Después, Glenarvan se dirigió a él diciéndole:

—¿Persistís, Ayrton, en la resolución de quedar abandonado?

—Sí, Milord.

—¿La isla de Tabor os conviene?

—Perfectamente.

—Ahora, oíd mis últimas palabras, Ayrton. Vais a estar alejado de todo el mundo y sin comunicación posible con vuestros semejantes. Los milagros son raros, y no podréis huir de ese islote en que el Duncan os deja. Estaréis solo bajo la mirada de un Dios que lee en lo más profundo de los corazones, pero no quedaréis perdido ni ignorado, como ha estado el capitán Grant. Por indigno que seáis del recuerdo de los hombres, éstos se acordarán de vos. Sé dónde estaréis, Ayrton, sé dónde podré encontraros, y no lo olvidaré jamás.

—¡Dios conserve a Vuestro Honor! —respondió sencillamente Ayrton.

Tales fueron las últimas palabras que mediaron entre Glenarvan y el contramaestre. La lancha estaba esperando. Ayrton bajó a ella.

John Mangles había hecho transportar de antemano a la isla algunas cajas de cecina y otros alimentos salados y en conserva, vestidos, herramientas, armas y una buena provisión de pólvora y balas. El contramaestre podía pues, regenerarse por medio del trabajo. Nada le faltaba, ni siquiera libros, entre otros la Biblia, tan querida de los ingleses.

La hora de la separación había llegado. La tripulación y los pasajeros estaban sobre cubierta. Había más de uno que sentía oprimírsele el corazón. Mary Grant y Lady Elena estaban profundamente conmovidas.

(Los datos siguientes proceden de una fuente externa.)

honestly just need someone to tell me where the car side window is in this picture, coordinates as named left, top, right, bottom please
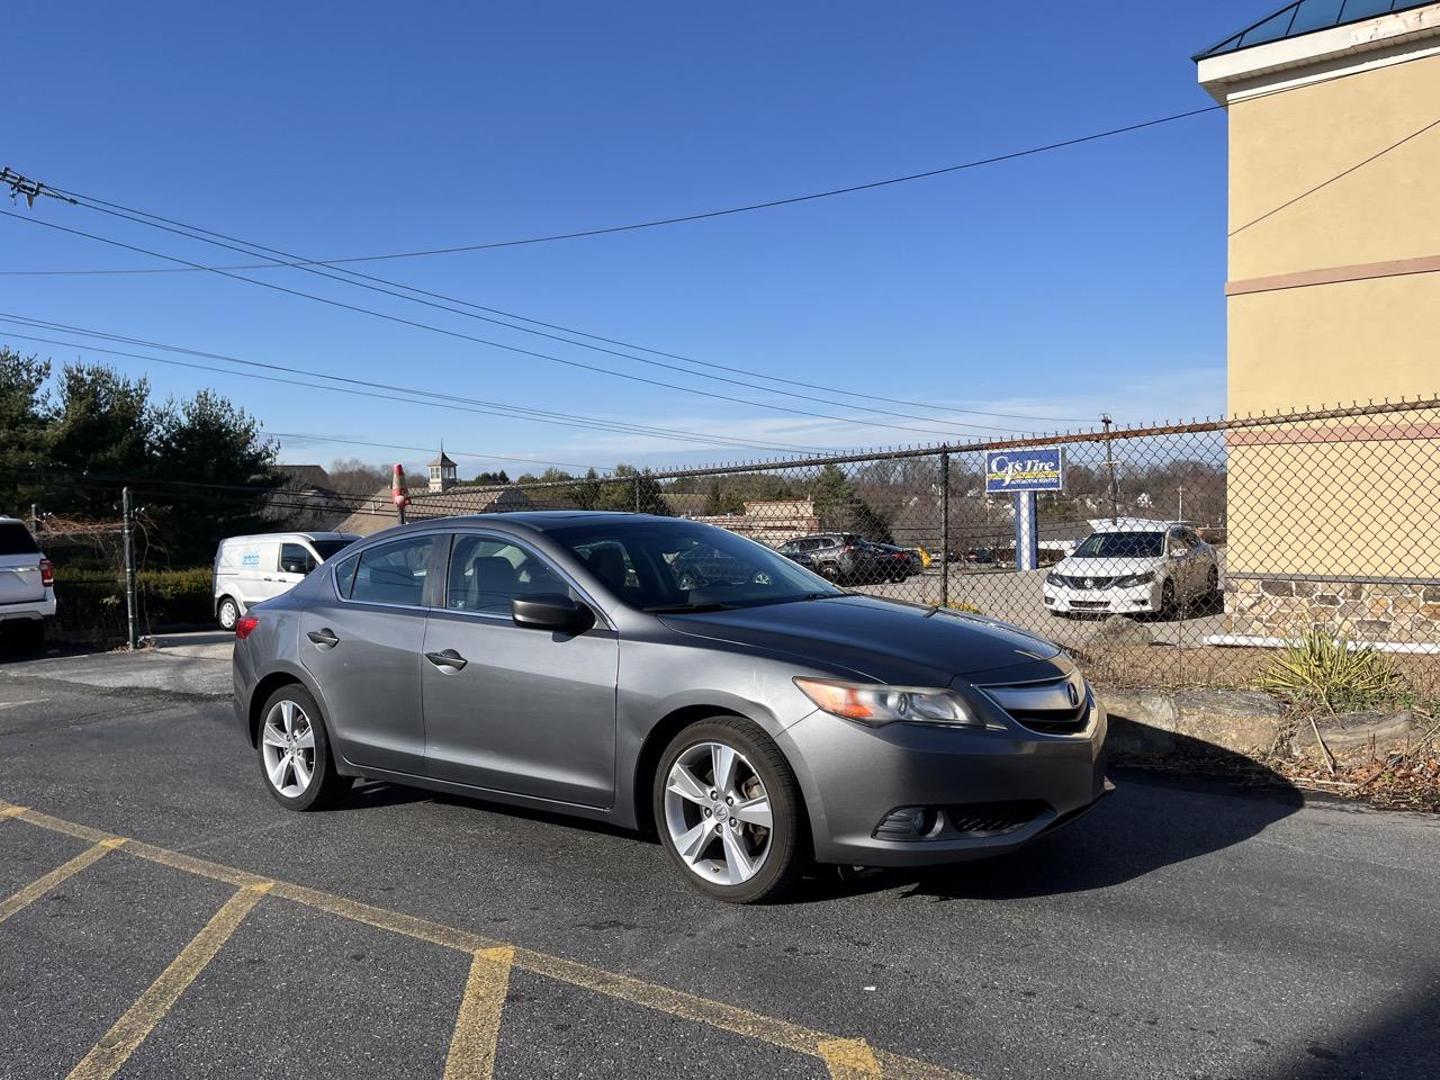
left=280, top=543, right=317, bottom=576
left=349, top=536, right=434, bottom=607
left=446, top=535, right=568, bottom=616
left=332, top=553, right=360, bottom=598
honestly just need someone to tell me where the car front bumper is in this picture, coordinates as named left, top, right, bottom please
left=782, top=701, right=1109, bottom=867
left=1043, top=582, right=1160, bottom=615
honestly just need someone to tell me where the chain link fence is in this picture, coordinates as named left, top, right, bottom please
left=365, top=397, right=1440, bottom=695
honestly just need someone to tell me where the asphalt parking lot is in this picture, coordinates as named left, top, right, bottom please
left=2, top=639, right=1438, bottom=1079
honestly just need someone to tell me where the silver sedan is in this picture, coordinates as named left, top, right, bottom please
left=232, top=512, right=1109, bottom=903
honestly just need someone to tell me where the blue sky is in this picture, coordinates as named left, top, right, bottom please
left=3, top=0, right=1265, bottom=478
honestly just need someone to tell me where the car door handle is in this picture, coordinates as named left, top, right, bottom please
left=307, top=628, right=340, bottom=648
left=425, top=649, right=468, bottom=672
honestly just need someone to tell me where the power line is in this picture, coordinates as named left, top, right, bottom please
left=11, top=188, right=1087, bottom=428
left=6, top=103, right=1223, bottom=267
left=0, top=208, right=1038, bottom=441
left=1228, top=114, right=1440, bottom=236
left=0, top=317, right=846, bottom=457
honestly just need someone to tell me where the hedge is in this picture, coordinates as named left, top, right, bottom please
left=52, top=567, right=215, bottom=640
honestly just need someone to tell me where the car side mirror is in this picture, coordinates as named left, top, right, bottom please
left=512, top=594, right=593, bottom=633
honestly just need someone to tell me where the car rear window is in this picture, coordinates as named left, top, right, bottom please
left=0, top=522, right=39, bottom=556
left=310, top=538, right=355, bottom=561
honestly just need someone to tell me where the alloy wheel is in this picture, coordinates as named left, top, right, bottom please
left=261, top=699, right=317, bottom=798
left=663, top=741, right=773, bottom=886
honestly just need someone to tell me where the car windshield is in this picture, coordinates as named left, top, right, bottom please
left=1072, top=531, right=1165, bottom=559
left=309, top=538, right=356, bottom=561
left=546, top=519, right=843, bottom=612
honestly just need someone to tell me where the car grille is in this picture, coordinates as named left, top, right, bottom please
left=944, top=800, right=1049, bottom=835
left=1053, top=574, right=1119, bottom=590
left=979, top=672, right=1091, bottom=735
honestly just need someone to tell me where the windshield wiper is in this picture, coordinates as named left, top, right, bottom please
left=644, top=602, right=736, bottom=614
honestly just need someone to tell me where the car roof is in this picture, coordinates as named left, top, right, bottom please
left=1087, top=518, right=1193, bottom=533
left=221, top=531, right=360, bottom=543
left=436, top=511, right=675, bottom=534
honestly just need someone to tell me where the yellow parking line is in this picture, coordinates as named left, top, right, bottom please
left=5, top=800, right=972, bottom=1080
left=444, top=946, right=516, bottom=1080
left=65, top=881, right=274, bottom=1080
left=0, top=803, right=26, bottom=819
left=820, top=1037, right=884, bottom=1078
left=269, top=879, right=503, bottom=954
left=0, top=838, right=125, bottom=926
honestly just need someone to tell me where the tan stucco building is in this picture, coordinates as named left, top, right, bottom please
left=1196, top=1, right=1440, bottom=644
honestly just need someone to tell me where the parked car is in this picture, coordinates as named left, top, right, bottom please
left=776, top=533, right=891, bottom=585
left=965, top=547, right=996, bottom=565
left=233, top=512, right=1110, bottom=903
left=1043, top=520, right=1219, bottom=619
left=866, top=542, right=922, bottom=581
left=213, top=531, right=359, bottom=630
left=0, top=516, right=54, bottom=649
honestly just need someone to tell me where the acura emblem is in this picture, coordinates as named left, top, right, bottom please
left=1066, top=681, right=1081, bottom=708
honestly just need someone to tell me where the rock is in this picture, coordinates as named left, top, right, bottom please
left=1291, top=710, right=1421, bottom=759
left=1089, top=616, right=1154, bottom=647
left=1099, top=687, right=1285, bottom=757
left=1174, top=689, right=1286, bottom=754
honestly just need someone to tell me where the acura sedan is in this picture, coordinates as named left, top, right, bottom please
left=233, top=512, right=1109, bottom=903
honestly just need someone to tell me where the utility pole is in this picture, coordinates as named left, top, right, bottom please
left=30, top=503, right=38, bottom=535
left=939, top=451, right=950, bottom=609
left=1101, top=414, right=1119, bottom=525
left=1177, top=483, right=1184, bottom=522
left=122, top=487, right=138, bottom=650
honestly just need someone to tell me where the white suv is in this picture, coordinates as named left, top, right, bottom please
left=0, top=516, right=55, bottom=647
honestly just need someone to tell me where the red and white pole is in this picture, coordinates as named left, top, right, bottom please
left=392, top=464, right=411, bottom=525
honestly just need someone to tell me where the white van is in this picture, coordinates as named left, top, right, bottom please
left=213, top=531, right=359, bottom=630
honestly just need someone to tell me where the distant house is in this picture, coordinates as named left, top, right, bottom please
left=334, top=482, right=531, bottom=537
left=693, top=498, right=820, bottom=547
left=264, top=464, right=353, bottom=530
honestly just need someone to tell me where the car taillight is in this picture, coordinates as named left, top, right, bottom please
left=235, top=616, right=260, bottom=640
left=39, top=558, right=54, bottom=587
left=840, top=544, right=853, bottom=553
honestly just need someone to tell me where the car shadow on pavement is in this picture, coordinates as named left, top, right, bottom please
left=798, top=727, right=1305, bottom=904
left=1255, top=985, right=1440, bottom=1079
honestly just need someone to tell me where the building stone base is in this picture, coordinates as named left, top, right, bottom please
left=1226, top=579, right=1440, bottom=644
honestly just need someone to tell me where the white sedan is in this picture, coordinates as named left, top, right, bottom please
left=1043, top=521, right=1218, bottom=619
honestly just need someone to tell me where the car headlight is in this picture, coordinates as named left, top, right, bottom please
left=1044, top=571, right=1060, bottom=585
left=793, top=677, right=981, bottom=728
left=1115, top=572, right=1155, bottom=587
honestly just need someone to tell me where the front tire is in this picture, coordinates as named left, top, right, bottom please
left=257, top=684, right=351, bottom=811
left=653, top=717, right=806, bottom=904
left=217, top=596, right=240, bottom=631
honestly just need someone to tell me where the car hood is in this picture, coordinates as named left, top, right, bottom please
left=1052, top=556, right=1163, bottom=578
left=658, top=594, right=1066, bottom=685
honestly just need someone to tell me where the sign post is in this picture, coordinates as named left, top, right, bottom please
left=984, top=447, right=1064, bottom=573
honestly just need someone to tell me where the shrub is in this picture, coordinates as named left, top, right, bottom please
left=53, top=567, right=215, bottom=640
left=1257, top=630, right=1407, bottom=713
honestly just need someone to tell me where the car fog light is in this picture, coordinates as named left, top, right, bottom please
left=874, top=806, right=937, bottom=840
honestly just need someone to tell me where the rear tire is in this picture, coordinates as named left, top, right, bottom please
left=217, top=597, right=240, bottom=631
left=257, top=684, right=352, bottom=811
left=653, top=716, right=806, bottom=904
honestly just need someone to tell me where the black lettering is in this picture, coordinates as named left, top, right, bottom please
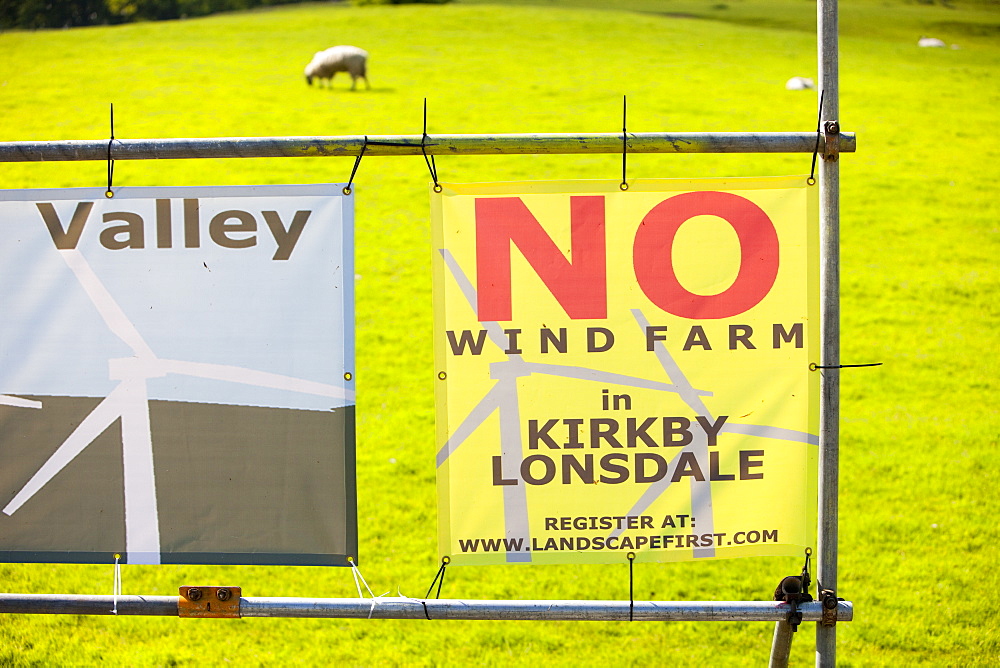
left=599, top=453, right=629, bottom=483
left=562, top=454, right=594, bottom=484
left=587, top=327, right=614, bottom=352
left=184, top=198, right=200, bottom=248
left=521, top=454, right=556, bottom=485
left=663, top=417, right=693, bottom=446
left=670, top=451, right=706, bottom=482
left=210, top=210, right=257, bottom=250
left=492, top=456, right=518, bottom=486
left=773, top=323, right=804, bottom=349
left=529, top=419, right=560, bottom=449
left=540, top=328, right=568, bottom=353
left=740, top=450, right=765, bottom=479
left=100, top=211, right=144, bottom=250
left=563, top=418, right=584, bottom=449
left=696, top=414, right=728, bottom=446
left=645, top=325, right=667, bottom=351
left=504, top=328, right=522, bottom=354
left=590, top=418, right=622, bottom=448
left=155, top=199, right=172, bottom=248
left=709, top=451, right=735, bottom=481
left=446, top=329, right=488, bottom=355
left=683, top=325, right=711, bottom=351
left=262, top=209, right=309, bottom=260
left=729, top=324, right=756, bottom=350
left=635, top=453, right=667, bottom=483
left=627, top=417, right=659, bottom=447
left=37, top=202, right=92, bottom=249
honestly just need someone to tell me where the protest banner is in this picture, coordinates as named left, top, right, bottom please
left=432, top=177, right=818, bottom=565
left=0, top=185, right=356, bottom=565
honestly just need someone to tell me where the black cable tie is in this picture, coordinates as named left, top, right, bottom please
left=424, top=556, right=450, bottom=600
left=105, top=103, right=115, bottom=199
left=627, top=551, right=635, bottom=622
left=421, top=98, right=442, bottom=193
left=810, top=362, right=883, bottom=370
left=343, top=136, right=368, bottom=195
left=620, top=95, right=629, bottom=191
left=808, top=89, right=825, bottom=186
left=801, top=547, right=813, bottom=596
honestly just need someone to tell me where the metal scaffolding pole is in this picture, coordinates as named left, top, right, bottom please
left=816, top=0, right=842, bottom=665
left=0, top=593, right=854, bottom=622
left=0, top=132, right=855, bottom=163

—¿Es preciso absolutamente? —preguntó la joven esposa a su marido—. ¿Es forzoso que quede abandonado ese infeliz?

—Es indispensable, Elena —respondió Lord Glenarvan—. Es necesaria la expiación.

En aquel momento, la lancha dirigida por John Mangles empezó a separarse del yate. Ayrton, en pie, siempre impasible, se quitó el sombrero y saludó gravemente.

Glenarvan se descubrió, y toda la tripulación lo mismo, como se hace delante de un hombre que va a morir, y la lancha se alejó más y más en medio de un profundo silencio.

Ayrton saltó a la playa, y la lancha volvió al yate. Eran entonces las cuatro de la tarde, y desde lo alto de la toldilla, los pasajeros pudieron ver al contramaestre que, con los brazos cruzados, inmóvil sobre un peñasco como una estatua sobre su pedestal, miraba fijamente al buque.

—¿Zarpamos, Milord? —preguntó John Mangles.

—Sí, John —respondió Glenarvan, más conmovido de lo que quería aparentar.

Goead! —gritó John al maquinista.

El vapor silbó, la hélice azotó las olas, y a las ocho los últimos penachos de la isla Tabor desaparecieron en las sombras de la noche.